Uno dei temi più interessanti che la McCurdy tratta nel suo bel romanzo autobiografico è quello delle malattie invisibili, siano esse di origine fisica o mentale. Sono infatti ormai moltissime le donne che non mostrano all’esterno il proprio malessere interiore, dando un’errata percezione di sé: le motivazioni possono essere le più disparate, ma principalmente c’è una vergogna a mostrare la fragilità, il proprio essere imperfetti, la verità dietro la maschera, per il timore di non essere accettate (cosa che con tutta probabilità accadrà davvero con alcune persone e in certi ambienti, specie quelli del cinema o della televisione). L’altra tematica degna di essere menzionata è il rapporto con la genitorialità, che non si esaurisce nel lapidario titolo del libro: Jennette è consapevole, o per lo meno lo diventa con la crescita, della personalità disturbata di sua madre, specie quando i suoi fratelli le spiegano che non è sempre stata così, ma lo è diventata (ossessivo-compulsiva, maniaca del controllo) dopo essersi ammalata, ovvero nel periodo in cui lei aveva appena due anni. Per tutta la sua vita, quindi, la normalità è stata quella di essere immersa in un ambiente malsano stipato di oggetti, sporco, disordinato; di fare i conti con la povertà; di sentirsi preoccupata per il diabete, la diverticolite e le mille altre problematiche di salute della madre. Per anni e anni Jennette non ha odiato affatto la sua famiglia, al contrario provava il forte desiderio (forse persino l’obbligo) di renderla felice, soddisfatta di lei; pur di ottenere l’approvazione materna era disposta a tutto, persino a distruggere sé stessa, ed è così che ha imparato una forma di amore disfunzionale sin da piccola. Rendersene conto e uscire da quello schema mentale non è stato affatto semplice, ma alla fine Jennette ha vinto la sua battaglia e ora è pronta per raccontarla.  

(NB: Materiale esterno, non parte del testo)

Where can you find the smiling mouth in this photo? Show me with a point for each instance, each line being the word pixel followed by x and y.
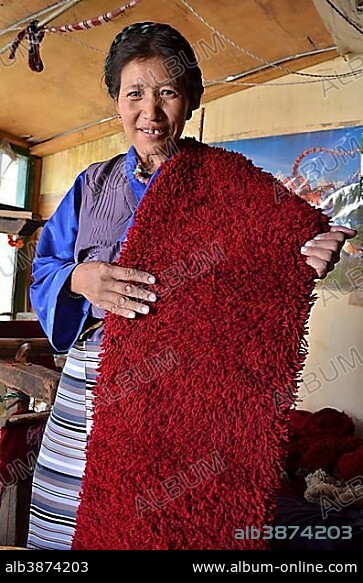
pixel 152 132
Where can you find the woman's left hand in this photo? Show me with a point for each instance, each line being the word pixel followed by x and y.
pixel 323 252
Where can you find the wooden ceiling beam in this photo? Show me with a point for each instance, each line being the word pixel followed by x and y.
pixel 76 138
pixel 14 140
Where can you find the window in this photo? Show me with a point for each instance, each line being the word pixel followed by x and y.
pixel 14 171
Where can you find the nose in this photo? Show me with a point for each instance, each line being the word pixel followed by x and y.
pixel 151 107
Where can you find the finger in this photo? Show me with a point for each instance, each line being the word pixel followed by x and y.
pixel 349 232
pixel 121 302
pixel 110 307
pixel 320 253
pixel 127 289
pixel 329 244
pixel 321 267
pixel 335 236
pixel 131 274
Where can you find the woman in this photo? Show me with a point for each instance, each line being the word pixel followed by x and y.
pixel 74 278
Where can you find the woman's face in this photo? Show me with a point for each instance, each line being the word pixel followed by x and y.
pixel 153 107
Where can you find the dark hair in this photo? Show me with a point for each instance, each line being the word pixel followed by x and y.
pixel 143 40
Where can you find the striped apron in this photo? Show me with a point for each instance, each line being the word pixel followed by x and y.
pixel 61 461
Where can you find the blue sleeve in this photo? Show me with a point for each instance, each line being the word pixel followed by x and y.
pixel 61 316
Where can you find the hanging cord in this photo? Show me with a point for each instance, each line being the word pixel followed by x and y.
pixel 19 24
pixel 93 22
pixel 35 31
pixel 34 35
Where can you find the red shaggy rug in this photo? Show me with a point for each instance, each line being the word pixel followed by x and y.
pixel 192 402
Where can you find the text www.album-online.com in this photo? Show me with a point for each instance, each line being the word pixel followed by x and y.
pixel 296 567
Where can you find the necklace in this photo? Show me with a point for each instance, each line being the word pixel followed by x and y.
pixel 141 174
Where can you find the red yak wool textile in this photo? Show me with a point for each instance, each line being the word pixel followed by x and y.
pixel 192 401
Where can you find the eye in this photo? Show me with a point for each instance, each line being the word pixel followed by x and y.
pixel 168 93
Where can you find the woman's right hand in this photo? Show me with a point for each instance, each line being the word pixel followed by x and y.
pixel 109 287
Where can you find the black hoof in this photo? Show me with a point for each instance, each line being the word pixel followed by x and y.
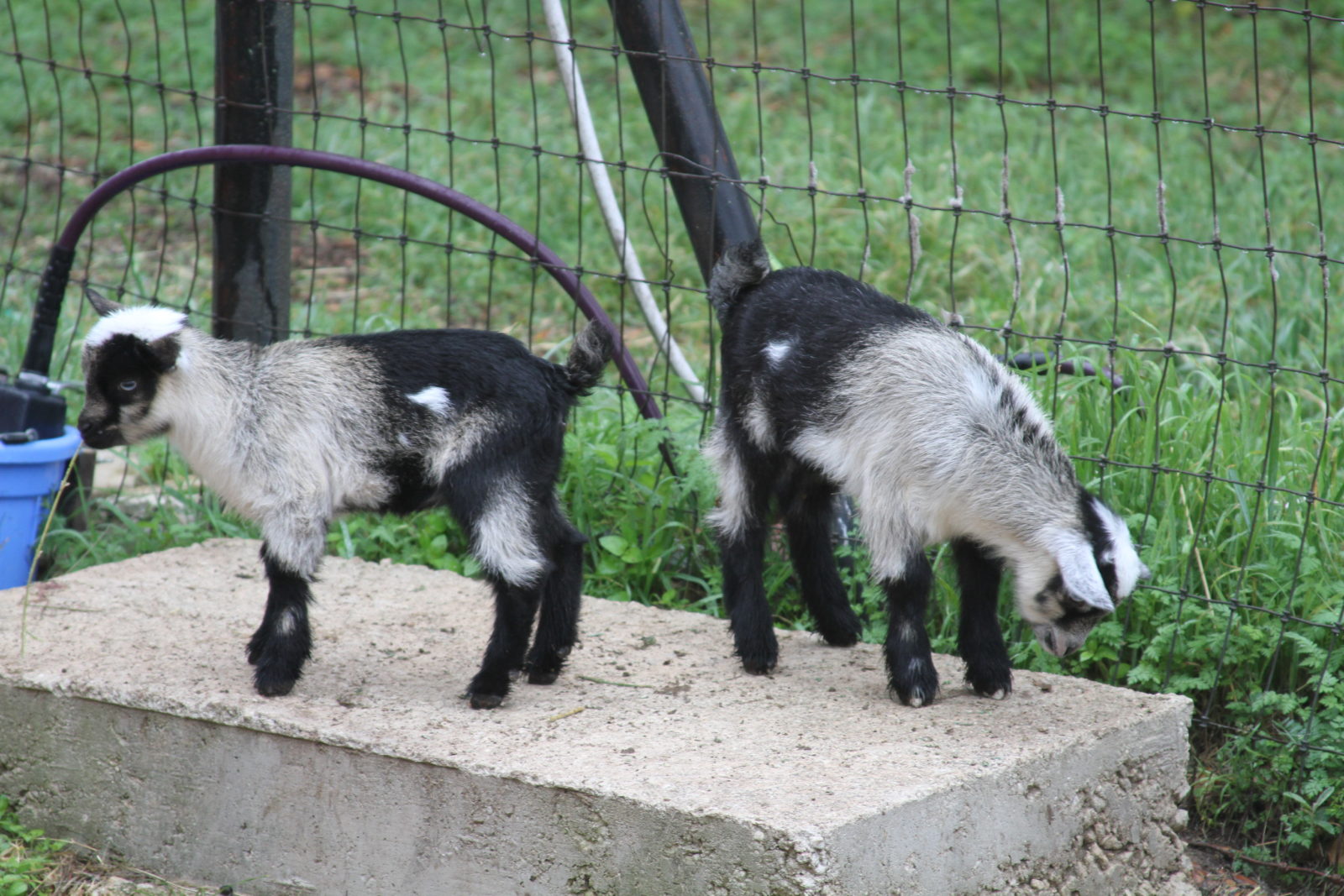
pixel 542 676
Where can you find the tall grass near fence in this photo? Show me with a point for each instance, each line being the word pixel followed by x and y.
pixel 1142 186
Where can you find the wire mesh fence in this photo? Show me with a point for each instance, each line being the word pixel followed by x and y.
pixel 1144 187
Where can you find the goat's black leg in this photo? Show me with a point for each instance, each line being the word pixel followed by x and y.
pixel 980 638
pixel 743 595
pixel 284 641
pixel 746 484
pixel 909 660
pixel 808 526
pixel 558 622
pixel 514 610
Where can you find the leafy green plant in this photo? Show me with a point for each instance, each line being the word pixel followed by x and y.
pixel 26 855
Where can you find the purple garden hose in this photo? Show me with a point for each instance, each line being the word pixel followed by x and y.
pixel 57 275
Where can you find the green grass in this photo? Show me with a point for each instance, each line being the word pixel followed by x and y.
pixel 1226 469
pixel 27 856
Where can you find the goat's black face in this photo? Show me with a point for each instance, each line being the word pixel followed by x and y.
pixel 123 378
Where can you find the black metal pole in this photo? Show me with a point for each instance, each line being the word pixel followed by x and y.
pixel 685 123
pixel 255 83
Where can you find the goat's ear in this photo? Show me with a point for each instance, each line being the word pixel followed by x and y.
pixel 1082 579
pixel 102 305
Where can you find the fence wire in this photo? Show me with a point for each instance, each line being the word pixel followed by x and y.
pixel 1142 186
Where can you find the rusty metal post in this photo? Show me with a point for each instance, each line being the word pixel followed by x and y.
pixel 255 65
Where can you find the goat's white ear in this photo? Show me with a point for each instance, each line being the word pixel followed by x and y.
pixel 102 305
pixel 1082 579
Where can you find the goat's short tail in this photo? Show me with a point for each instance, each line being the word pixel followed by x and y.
pixel 741 265
pixel 589 355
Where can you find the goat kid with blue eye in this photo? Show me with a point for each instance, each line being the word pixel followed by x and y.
pixel 830 385
pixel 296 432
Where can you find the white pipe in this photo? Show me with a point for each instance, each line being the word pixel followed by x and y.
pixel 606 201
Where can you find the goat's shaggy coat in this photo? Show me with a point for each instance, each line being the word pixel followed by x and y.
pixel 296 432
pixel 831 385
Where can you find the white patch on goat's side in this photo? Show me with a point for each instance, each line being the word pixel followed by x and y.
pixel 730 516
pixel 776 352
pixel 504 542
pixel 143 322
pixel 434 398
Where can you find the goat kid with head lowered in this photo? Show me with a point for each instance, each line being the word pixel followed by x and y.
pixel 831 385
pixel 296 432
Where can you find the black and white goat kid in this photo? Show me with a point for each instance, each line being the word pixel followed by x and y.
pixel 831 385
pixel 299 432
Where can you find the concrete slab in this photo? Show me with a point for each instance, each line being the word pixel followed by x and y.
pixel 652 766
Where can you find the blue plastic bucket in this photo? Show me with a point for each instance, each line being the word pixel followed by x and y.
pixel 29 474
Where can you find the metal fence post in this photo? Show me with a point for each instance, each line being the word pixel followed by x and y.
pixel 255 65
pixel 680 107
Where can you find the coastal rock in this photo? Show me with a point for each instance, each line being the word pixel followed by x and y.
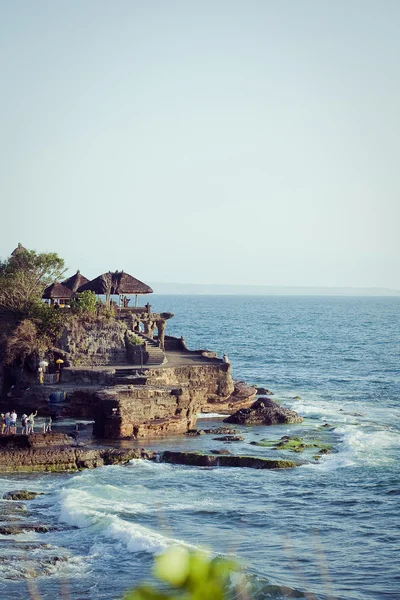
pixel 20 495
pixel 207 460
pixel 222 431
pixel 264 411
pixel 264 392
pixel 230 438
pixel 66 458
pixel 17 529
pixel 242 396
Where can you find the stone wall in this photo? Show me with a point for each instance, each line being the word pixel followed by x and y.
pixel 168 403
pixel 94 342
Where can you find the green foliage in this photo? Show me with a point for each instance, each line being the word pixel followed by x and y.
pixel 49 320
pixel 24 342
pixel 187 576
pixel 84 303
pixel 134 339
pixel 24 277
pixel 294 444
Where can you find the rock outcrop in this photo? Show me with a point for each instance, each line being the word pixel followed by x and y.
pixel 167 402
pixel 20 495
pixel 242 396
pixel 58 452
pixel 209 460
pixel 264 411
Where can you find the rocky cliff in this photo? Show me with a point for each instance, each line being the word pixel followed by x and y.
pixel 58 452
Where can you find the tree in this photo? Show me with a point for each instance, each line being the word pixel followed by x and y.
pixel 24 342
pixel 84 303
pixel 24 277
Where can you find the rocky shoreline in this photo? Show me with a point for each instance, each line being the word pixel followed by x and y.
pixel 62 452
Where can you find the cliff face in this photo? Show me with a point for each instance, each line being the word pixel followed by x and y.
pixel 94 342
pixel 168 402
pixel 58 452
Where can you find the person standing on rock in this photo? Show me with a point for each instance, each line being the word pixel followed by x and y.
pixel 13 422
pixel 23 423
pixel 47 424
pixel 7 422
pixel 30 423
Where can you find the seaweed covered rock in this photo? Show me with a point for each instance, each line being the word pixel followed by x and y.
pixel 230 438
pixel 198 459
pixel 264 411
pixel 20 495
pixel 293 444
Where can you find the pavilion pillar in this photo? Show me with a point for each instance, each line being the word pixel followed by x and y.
pixel 161 333
pixel 146 327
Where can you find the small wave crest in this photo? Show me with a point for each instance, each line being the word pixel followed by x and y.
pixel 359 447
pixel 77 511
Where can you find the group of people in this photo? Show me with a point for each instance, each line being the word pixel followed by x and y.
pixel 8 423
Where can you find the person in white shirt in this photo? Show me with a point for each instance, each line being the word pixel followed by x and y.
pixel 13 422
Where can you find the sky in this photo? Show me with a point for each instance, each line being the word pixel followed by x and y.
pixel 217 141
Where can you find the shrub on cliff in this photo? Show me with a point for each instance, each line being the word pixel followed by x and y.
pixel 84 303
pixel 24 342
pixel 24 277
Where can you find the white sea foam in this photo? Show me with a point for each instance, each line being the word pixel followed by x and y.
pixel 77 510
pixel 210 416
pixel 360 447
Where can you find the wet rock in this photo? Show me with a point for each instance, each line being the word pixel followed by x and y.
pixel 264 392
pixel 230 438
pixel 294 444
pixel 17 529
pixel 206 460
pixel 222 430
pixel 264 412
pixel 20 495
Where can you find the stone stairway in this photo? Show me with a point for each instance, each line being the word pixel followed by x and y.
pixel 129 376
pixel 156 355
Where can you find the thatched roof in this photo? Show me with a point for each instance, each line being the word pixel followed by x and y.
pixel 116 283
pixel 18 250
pixel 57 291
pixel 75 282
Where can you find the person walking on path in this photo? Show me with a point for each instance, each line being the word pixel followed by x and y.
pixel 30 423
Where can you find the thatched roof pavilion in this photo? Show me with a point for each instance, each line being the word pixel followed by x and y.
pixel 18 250
pixel 57 291
pixel 118 283
pixel 75 282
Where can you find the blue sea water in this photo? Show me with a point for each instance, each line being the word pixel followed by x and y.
pixel 324 530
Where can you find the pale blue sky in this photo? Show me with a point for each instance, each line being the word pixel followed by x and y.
pixel 252 142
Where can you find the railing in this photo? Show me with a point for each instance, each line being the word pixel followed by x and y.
pixel 132 310
pixel 51 378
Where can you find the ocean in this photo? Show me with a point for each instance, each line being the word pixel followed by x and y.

Lo consigliamo perché: è un libro al contempo divertente, attuale, impegnato, socialmente utile. Dalla voce di un’attrice amata da tutti, il racconto di un dramma che finirà per toccare i nervi scoperti di molte persone, perché in fondo ognuno possiede i propri scheletri nell’armadio. Attraverso questa lettura qualche ragazza potrebbe trovare il coraggio di combattere per essere sé stessa.